A hint of irony, perhaps, that it was Ireland who ended their route to the 2018 World Cup, before Ryan Giggs took over and started to blood youngsters, some plucked from reserve sides of the big teams in England.
And it has worked for Wales, the first signs of success coming again with an Irish theme, as they smashed Martin O’Neill’s men 4-1 in Cardiff in 2018 before qualifying for Euro 2020.
"We've come in for a bit of criticism and that's fair enough, that's part of the territory when you don't win games, I accept that," said Kenny.
"One of the things we have seen is that we have a bit of depth.
"In both matches against Wales, even though we were missing a high number of players, and Wales have a good front three in Gareth Bale, Daniel James and Brooks, not to mention Aaron Ramsey in the game Dublin, and yet we matched them for 90 minutes in both games. And we had a lot of players missing.
"They have been a good template and have been interesting as they have blooded a lot of young players from three or four years ago. Now their players are in their early twenties. And we blooded a lot of players in the last couple of months, probably more than any time in recent history.
"A lot of players are getting vital experience and it is a great opportunity for some players against Bulgaria, and hopefully they can take it."
Kenny fully expects to be back to the full complement by the time that the World Cup qualifiers come along and sees that the real benefit of using so many players is the formation of a sizeable squad, bringing competition for places and establishing an extended group who are familiar with his asks and expectations.
While these latest three-game windows have shown that squad rotation is inevitable as a result of injuries, suspensions and fatigue.
"We’re focused on tomorrow’s game which is very important and then we’ll focus on the World Cup qualifiers in March," said the manager.
"And by then we’ll have players available in the back four, Seamus Coleman, Matt Doherty, John Egan, Enda Stevens, we’ll have players like James McCarthy and Harry Arter available, and attacking players like Aaron Connolly and Callum Robinson, and other players, that’s just off the top of my head, I’m sure there are other players that I have left out.
"I think we will have a lot of players available in March and these players who are getting their opportunity will supplement that and create competition for places and create an environment.
"We’re led to believe that there could be three qualifiers in March in the World Cup series and if that is the case, we need a squad. We’re building a squad of players that will be available for the World Cup qualifiers in March."
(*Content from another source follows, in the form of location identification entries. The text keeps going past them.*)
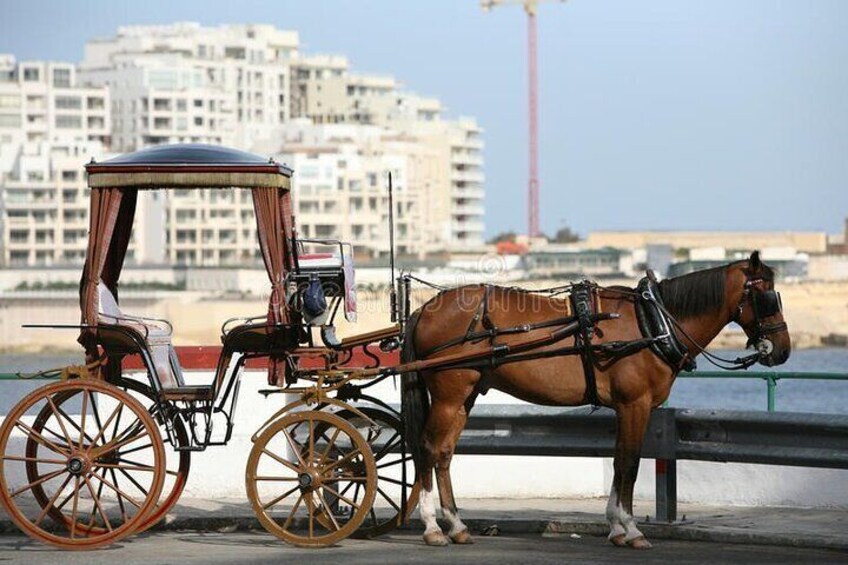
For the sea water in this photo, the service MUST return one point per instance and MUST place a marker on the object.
(830, 397)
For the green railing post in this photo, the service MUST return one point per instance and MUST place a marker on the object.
(771, 384)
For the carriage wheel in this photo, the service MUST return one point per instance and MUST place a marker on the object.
(397, 490)
(96, 466)
(301, 474)
(177, 463)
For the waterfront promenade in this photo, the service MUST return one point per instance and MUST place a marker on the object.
(529, 531)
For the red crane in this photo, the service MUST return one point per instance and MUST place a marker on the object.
(530, 8)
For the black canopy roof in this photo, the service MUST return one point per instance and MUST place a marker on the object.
(188, 165)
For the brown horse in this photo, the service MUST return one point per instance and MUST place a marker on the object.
(702, 303)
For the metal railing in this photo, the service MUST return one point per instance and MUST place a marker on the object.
(794, 439)
(770, 378)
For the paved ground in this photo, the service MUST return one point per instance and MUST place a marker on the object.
(258, 547)
(530, 531)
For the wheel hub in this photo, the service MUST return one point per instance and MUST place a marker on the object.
(77, 465)
(309, 479)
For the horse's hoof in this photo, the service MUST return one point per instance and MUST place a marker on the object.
(462, 538)
(618, 540)
(435, 538)
(640, 543)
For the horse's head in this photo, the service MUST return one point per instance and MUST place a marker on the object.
(760, 312)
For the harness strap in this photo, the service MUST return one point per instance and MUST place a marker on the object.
(582, 301)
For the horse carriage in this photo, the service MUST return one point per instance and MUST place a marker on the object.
(100, 455)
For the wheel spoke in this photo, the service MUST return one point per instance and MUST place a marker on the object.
(134, 449)
(340, 496)
(72, 422)
(83, 413)
(280, 460)
(34, 459)
(281, 498)
(120, 498)
(42, 479)
(342, 461)
(395, 462)
(93, 517)
(52, 500)
(388, 498)
(310, 508)
(34, 435)
(311, 441)
(117, 490)
(100, 434)
(293, 512)
(59, 420)
(328, 512)
(330, 445)
(295, 450)
(133, 481)
(97, 504)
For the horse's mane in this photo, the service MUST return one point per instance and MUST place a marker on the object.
(695, 293)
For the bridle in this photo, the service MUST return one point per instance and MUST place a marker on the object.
(764, 304)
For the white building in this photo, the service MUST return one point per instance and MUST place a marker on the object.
(244, 86)
(183, 83)
(49, 127)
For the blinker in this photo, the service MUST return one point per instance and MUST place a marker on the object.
(767, 303)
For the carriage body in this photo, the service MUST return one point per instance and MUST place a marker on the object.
(321, 442)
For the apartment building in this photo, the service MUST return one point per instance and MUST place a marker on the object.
(50, 126)
(244, 86)
(184, 83)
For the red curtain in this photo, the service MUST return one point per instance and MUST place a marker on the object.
(105, 211)
(273, 226)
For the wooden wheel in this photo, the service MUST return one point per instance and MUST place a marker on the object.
(397, 490)
(301, 474)
(95, 466)
(177, 463)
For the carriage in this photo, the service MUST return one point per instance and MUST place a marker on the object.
(99, 455)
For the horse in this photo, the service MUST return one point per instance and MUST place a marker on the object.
(436, 403)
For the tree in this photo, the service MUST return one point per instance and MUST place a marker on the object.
(565, 235)
(503, 236)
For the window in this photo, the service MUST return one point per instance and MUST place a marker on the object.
(97, 103)
(10, 101)
(68, 122)
(31, 74)
(62, 78)
(10, 121)
(68, 102)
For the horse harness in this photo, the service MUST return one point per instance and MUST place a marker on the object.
(581, 324)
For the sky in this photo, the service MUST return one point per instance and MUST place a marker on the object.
(653, 114)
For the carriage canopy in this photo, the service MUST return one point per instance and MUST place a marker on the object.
(114, 189)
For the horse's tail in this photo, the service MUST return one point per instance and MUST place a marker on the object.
(415, 401)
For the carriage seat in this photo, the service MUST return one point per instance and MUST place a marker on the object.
(156, 336)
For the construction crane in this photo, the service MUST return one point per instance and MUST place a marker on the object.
(530, 8)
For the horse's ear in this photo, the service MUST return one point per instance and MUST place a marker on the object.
(754, 262)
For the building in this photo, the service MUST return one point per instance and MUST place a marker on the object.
(183, 83)
(50, 126)
(245, 86)
(569, 261)
(806, 242)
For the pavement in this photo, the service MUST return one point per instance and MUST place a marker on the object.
(823, 528)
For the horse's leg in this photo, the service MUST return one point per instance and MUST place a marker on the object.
(448, 393)
(458, 532)
(632, 422)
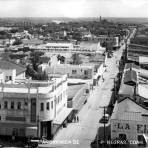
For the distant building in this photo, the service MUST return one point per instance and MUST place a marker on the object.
(73, 71)
(110, 40)
(12, 71)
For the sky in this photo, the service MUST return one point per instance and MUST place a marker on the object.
(73, 8)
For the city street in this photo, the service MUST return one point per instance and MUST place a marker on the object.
(82, 133)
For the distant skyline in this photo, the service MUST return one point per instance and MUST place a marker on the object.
(73, 8)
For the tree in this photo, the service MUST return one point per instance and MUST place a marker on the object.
(61, 59)
(76, 59)
(35, 59)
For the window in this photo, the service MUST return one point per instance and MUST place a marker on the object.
(5, 105)
(47, 106)
(12, 105)
(52, 105)
(19, 105)
(74, 71)
(122, 136)
(42, 107)
(26, 103)
(10, 77)
(85, 72)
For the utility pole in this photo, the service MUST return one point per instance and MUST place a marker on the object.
(104, 129)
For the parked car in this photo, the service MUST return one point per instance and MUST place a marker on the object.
(104, 119)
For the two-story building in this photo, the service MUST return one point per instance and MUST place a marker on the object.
(33, 108)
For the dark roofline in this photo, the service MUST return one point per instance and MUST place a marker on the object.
(134, 102)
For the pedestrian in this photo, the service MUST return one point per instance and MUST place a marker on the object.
(74, 118)
(77, 119)
(102, 78)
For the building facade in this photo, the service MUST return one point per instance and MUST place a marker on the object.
(29, 108)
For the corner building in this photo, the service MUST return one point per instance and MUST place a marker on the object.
(30, 108)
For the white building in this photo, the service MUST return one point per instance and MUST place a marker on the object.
(129, 121)
(33, 108)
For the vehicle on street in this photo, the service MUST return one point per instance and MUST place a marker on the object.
(104, 119)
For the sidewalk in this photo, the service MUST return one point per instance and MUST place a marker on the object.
(82, 133)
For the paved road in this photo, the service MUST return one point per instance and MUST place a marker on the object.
(81, 134)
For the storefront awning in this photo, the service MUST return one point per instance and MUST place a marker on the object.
(62, 116)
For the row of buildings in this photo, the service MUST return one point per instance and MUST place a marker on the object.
(129, 120)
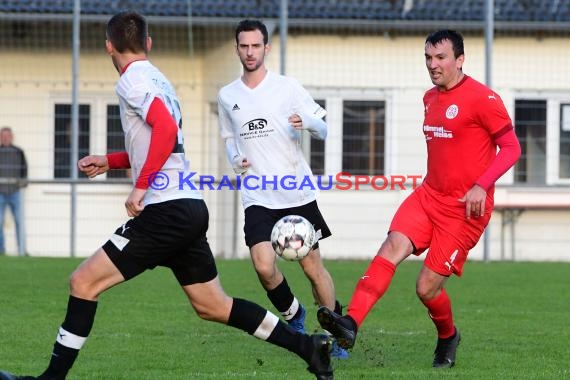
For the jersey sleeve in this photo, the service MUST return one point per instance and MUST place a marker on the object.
(304, 102)
(224, 121)
(492, 113)
(162, 141)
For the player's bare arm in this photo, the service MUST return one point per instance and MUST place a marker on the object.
(93, 165)
(474, 201)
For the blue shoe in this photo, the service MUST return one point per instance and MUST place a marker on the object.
(342, 328)
(298, 323)
(338, 352)
(9, 376)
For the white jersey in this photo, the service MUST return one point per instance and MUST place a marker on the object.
(137, 88)
(257, 119)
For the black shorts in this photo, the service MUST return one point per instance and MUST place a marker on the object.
(259, 221)
(170, 234)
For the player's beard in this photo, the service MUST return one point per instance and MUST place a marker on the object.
(249, 69)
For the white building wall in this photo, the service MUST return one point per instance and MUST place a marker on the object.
(361, 67)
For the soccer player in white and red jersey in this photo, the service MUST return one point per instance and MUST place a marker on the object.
(169, 222)
(261, 116)
(464, 123)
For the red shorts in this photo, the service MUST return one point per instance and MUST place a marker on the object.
(435, 222)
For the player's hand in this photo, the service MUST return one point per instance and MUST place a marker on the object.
(93, 165)
(296, 121)
(134, 203)
(474, 201)
(240, 164)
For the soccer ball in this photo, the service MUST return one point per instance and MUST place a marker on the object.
(293, 237)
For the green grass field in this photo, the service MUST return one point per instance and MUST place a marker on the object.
(513, 318)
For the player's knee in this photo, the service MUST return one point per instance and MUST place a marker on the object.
(80, 288)
(426, 292)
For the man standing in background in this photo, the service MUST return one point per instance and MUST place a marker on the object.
(13, 177)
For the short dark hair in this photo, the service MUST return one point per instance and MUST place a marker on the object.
(128, 31)
(452, 36)
(248, 25)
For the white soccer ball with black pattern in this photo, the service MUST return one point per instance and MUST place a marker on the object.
(293, 237)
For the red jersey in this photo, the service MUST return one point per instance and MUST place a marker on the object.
(460, 126)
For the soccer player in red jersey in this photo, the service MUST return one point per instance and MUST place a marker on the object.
(464, 123)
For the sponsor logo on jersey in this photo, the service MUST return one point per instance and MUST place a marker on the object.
(438, 132)
(452, 111)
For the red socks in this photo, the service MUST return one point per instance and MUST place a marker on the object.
(370, 288)
(439, 310)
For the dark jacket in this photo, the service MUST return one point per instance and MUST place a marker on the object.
(13, 169)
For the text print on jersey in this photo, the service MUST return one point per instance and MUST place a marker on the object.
(340, 181)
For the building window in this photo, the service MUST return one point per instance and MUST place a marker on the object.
(364, 134)
(62, 138)
(564, 171)
(318, 150)
(530, 127)
(115, 139)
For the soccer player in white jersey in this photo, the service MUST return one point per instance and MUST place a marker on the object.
(168, 225)
(261, 116)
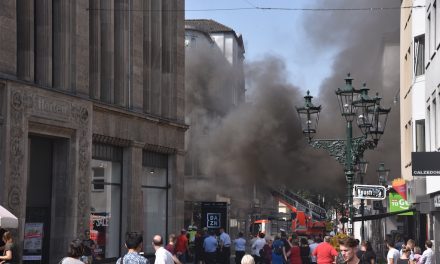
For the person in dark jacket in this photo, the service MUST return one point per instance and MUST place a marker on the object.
(304, 251)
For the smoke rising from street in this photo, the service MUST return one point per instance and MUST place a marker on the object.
(261, 140)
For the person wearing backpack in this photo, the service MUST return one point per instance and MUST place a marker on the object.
(278, 251)
(266, 252)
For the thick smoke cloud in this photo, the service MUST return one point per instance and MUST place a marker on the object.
(261, 141)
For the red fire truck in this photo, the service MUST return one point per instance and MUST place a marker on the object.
(303, 217)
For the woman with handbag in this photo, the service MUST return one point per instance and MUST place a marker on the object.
(74, 254)
(9, 256)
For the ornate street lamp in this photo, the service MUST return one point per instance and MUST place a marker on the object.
(379, 117)
(362, 166)
(309, 116)
(371, 121)
(382, 174)
(365, 104)
(346, 97)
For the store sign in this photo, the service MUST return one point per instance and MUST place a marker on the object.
(33, 241)
(214, 215)
(369, 192)
(425, 163)
(437, 201)
(397, 203)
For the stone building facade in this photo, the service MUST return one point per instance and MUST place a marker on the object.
(91, 122)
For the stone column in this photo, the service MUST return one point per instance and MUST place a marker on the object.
(81, 47)
(180, 60)
(122, 46)
(2, 139)
(173, 62)
(137, 55)
(62, 53)
(132, 193)
(107, 51)
(176, 197)
(147, 17)
(156, 57)
(95, 49)
(43, 43)
(166, 63)
(8, 38)
(25, 40)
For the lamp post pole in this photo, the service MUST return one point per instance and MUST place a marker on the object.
(371, 121)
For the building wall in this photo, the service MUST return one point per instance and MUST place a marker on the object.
(405, 88)
(223, 85)
(85, 73)
(432, 60)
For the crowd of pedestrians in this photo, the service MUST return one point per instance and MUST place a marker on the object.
(409, 253)
(211, 247)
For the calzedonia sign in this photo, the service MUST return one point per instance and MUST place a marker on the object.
(425, 163)
(397, 203)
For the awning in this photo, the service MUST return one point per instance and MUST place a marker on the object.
(380, 216)
(7, 219)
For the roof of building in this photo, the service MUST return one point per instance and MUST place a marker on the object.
(207, 25)
(210, 26)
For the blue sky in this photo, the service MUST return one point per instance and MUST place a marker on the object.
(267, 32)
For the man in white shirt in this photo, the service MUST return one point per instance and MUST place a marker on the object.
(257, 246)
(393, 254)
(240, 248)
(428, 255)
(312, 246)
(163, 256)
(225, 247)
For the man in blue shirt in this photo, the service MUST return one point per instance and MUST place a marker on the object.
(240, 247)
(134, 244)
(225, 247)
(210, 246)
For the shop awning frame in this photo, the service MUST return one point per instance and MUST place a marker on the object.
(380, 216)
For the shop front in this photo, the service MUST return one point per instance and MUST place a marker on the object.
(71, 168)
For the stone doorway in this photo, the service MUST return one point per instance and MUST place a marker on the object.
(47, 165)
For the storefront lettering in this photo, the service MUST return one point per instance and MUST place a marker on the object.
(55, 108)
(437, 201)
(101, 220)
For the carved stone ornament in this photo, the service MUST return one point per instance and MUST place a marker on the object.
(24, 103)
(337, 148)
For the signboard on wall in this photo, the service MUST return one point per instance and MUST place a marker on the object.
(397, 203)
(33, 241)
(369, 192)
(214, 215)
(436, 201)
(425, 163)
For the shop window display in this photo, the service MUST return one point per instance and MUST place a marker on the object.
(105, 207)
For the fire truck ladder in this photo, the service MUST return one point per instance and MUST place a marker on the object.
(301, 204)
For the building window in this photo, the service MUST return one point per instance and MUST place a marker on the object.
(434, 123)
(437, 24)
(419, 55)
(428, 126)
(420, 135)
(155, 187)
(433, 20)
(105, 200)
(98, 178)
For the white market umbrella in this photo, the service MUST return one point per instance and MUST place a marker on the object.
(7, 219)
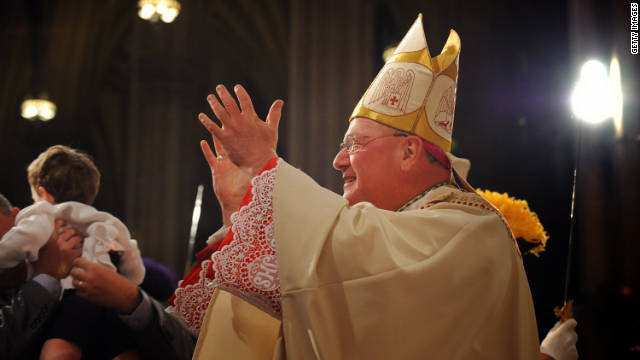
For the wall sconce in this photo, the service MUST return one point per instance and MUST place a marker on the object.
(38, 109)
(154, 10)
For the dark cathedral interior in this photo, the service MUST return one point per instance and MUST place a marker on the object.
(128, 91)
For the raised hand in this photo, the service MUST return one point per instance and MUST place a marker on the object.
(248, 141)
(230, 183)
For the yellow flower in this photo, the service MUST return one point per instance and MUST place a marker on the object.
(523, 222)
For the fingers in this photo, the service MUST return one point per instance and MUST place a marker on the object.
(208, 154)
(80, 266)
(228, 101)
(221, 113)
(58, 224)
(212, 127)
(217, 146)
(275, 112)
(245, 100)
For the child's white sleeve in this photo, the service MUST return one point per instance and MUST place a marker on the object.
(24, 240)
(131, 265)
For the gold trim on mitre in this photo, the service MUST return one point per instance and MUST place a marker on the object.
(414, 92)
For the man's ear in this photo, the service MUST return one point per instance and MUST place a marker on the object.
(44, 194)
(411, 151)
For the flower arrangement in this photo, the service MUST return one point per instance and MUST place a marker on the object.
(523, 222)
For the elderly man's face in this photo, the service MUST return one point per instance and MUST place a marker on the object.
(370, 171)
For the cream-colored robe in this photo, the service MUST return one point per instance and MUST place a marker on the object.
(444, 282)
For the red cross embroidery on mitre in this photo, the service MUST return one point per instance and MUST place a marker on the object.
(394, 89)
(444, 113)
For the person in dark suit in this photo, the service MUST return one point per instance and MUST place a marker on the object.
(27, 305)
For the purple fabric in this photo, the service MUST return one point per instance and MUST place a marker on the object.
(159, 281)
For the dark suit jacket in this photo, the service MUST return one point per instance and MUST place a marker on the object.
(24, 313)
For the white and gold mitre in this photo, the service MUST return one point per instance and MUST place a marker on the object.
(415, 92)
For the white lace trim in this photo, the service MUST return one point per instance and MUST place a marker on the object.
(247, 266)
(191, 302)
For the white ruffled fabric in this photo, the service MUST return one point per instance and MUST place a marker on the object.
(104, 233)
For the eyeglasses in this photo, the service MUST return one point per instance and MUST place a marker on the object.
(354, 144)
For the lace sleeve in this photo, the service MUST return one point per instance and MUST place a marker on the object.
(243, 262)
(247, 266)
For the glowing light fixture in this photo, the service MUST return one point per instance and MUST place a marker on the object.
(38, 109)
(154, 10)
(616, 95)
(591, 99)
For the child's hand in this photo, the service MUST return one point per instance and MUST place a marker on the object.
(56, 255)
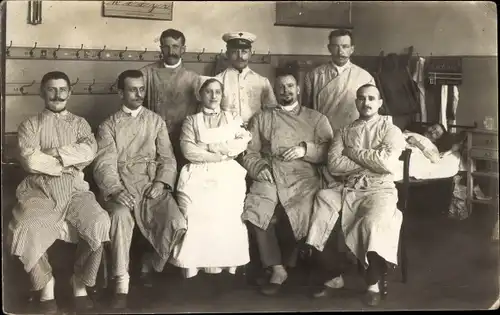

One young player who the manager has yet to send into battle is one that many see as the answer to Ireland’s future goalscoring needs, Troy Parrott.
The Tottenham teenager was named in Kenny’s initial squad, however, injury prevented the Dubliner from staking a claim for a play-off place against Slovakia.
Parrott, now on loan at Millwall, has returned to full fitness and played a part for the Under-21 side in Sunday’s defeat to Iceland.
And Kenny has drafted him into the senior side, having reviewed his fitness stats, as another option for his team that have drawn six blanks in a row.
The manager admitted that Parrott would not start against Bulgaria, however, if goals remain at a premium by half-time at the Aviva, there is every likelihood that he will be asked to work his magic in front of goal.
"Troy is a brilliant young player who I have had in the Under-21s squad, and he scored some terrific goals," said Kenny.
"He certainly wasn't part of our plans for the senior international team there were he is at the moment, initially just coming back and coming into the Under-21 team.
"Speaking to Jim Crawford, the Under-21 manager, and all his staff, his GPS results in training last week were of a very high standard. He's training really well and was very, very fit in the training week they had, played 45 minutes and did very well.
"Because we've had a lot of withdrawals, because of what we've spoken about, he comes into the squad, but he won't start or anything like that."